Snapshots of the past
Moorebank Scrambles Track
An Army Motorcycle Training Track was constructed during WWII along the eastern bank of the Georges River to train despatch riders. After the war it was also used for training by the military police. In 1953 a group from the Corps of Royal Australian Electrical and Mechanical Engineers at Moorebank formed the Army Motor Cycle Club, extending the circuit to be 1.5km long and creating a start/finish line and a spectator area. The track opened to the public on 15 November 1953.
The circuit was tough with tight turns, a hump named Fishers Leap, a stretch of fine sand that sucked the bikes to a standstill unless taken at full throttle, a swamp (the outfall of the nearby sewerage treatment plant), and a drop-off called Sorbent Hill (named after a brand of toilet paper). In 1959 the circuit was modified to meet new speedway regulations and was assigned NSW Speedway Licence No. 7. The circuit attracted local, interstate and international riders, often with crowds of over 5,000 spectators. Races included club and state titles, Australian Scrambles Championships in 1956 and 1961, and an international championship in 1968. The circuit closed in 1970.
A sidecar sets up a bow wave during the NSW state titles, Moorebank Scrambles Track, 1955 (Old Bike Australasia magazine)
Moorebank Sand Mine
The converted truck used to haul rail trucks for the Moorebank Sand Company, Moorebank, c1930s (Australian Railway Historical Society)
In 1932, Samuel Henry Jackson, a chartered accountant who served in both WWI and WWII, gained Commonwealth approval to remove sand by rail from the military area near the eastern bank of the Georges River at Moorebank. Forming the Moorebank Sand Company, Jackson extended the abandoned tracks of the Holsworthy rail extension, laying a branch line off the existing Ordnance Stores siding. The 3km line was ready for service on 1 January 1933. A converted truck was used to haul rail trucks to the Ordnance Store siding where NSW Railways took over. During its operation, over 50,000 tons of sand were removed by slurry pipe and pump.

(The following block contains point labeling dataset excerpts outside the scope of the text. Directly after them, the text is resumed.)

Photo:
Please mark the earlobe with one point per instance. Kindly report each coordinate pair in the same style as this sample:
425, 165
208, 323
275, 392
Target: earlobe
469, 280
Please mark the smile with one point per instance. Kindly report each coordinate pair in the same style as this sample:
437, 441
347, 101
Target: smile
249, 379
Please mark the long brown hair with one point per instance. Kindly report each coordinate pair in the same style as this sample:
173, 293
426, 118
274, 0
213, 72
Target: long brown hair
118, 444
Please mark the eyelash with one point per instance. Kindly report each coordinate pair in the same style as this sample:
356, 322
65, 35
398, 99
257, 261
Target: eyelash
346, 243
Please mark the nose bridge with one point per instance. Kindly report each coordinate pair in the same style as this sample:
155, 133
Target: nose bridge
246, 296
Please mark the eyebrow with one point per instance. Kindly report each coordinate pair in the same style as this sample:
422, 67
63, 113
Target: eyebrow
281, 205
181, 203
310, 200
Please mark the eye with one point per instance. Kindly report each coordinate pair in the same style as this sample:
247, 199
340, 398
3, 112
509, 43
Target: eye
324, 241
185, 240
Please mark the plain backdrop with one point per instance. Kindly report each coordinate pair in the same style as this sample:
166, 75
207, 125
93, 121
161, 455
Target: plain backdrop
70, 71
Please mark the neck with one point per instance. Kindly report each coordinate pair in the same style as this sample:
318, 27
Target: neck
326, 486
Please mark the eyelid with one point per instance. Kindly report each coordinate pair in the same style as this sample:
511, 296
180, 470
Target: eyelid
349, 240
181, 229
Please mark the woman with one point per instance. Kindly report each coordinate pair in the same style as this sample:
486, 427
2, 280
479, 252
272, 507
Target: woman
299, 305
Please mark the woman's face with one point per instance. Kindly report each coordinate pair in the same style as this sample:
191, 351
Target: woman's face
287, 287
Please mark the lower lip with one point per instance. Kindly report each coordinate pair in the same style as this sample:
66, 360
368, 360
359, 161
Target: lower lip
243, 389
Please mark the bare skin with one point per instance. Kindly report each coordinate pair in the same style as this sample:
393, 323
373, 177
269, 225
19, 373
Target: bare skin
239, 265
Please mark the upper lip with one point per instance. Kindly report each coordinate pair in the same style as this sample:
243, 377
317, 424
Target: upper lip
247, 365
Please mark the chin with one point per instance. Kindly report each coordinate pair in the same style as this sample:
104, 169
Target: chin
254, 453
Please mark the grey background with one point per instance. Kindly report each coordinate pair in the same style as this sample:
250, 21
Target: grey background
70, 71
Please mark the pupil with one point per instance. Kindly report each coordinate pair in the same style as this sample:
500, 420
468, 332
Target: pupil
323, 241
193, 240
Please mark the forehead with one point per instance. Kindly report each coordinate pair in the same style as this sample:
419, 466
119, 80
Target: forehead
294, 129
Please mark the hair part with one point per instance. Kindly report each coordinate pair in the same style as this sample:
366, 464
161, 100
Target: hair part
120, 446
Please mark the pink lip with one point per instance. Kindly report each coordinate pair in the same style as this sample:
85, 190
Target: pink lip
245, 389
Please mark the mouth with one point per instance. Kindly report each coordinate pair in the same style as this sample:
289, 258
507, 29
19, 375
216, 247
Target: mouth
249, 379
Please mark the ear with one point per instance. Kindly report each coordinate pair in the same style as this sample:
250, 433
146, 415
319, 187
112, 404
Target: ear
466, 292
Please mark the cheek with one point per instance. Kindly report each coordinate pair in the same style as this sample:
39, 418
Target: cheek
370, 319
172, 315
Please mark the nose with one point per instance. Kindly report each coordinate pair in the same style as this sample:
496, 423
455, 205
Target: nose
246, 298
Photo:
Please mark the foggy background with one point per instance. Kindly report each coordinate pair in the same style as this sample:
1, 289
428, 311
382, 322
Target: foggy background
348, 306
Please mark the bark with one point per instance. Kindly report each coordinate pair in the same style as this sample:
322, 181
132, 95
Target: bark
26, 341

As part of the lease agreement, the Moorebank Sand Company undertook to maintain the new line, as at that time military traffic was negligible. However little maintenance was done, and the line was declared to be unsafe for trains. By 1938 the business was in financial difficulties, only loading about three trucks a week, and it closed in May 1940. Soon after, the School of Military Engineering was constructed on the site and the railway track was removed.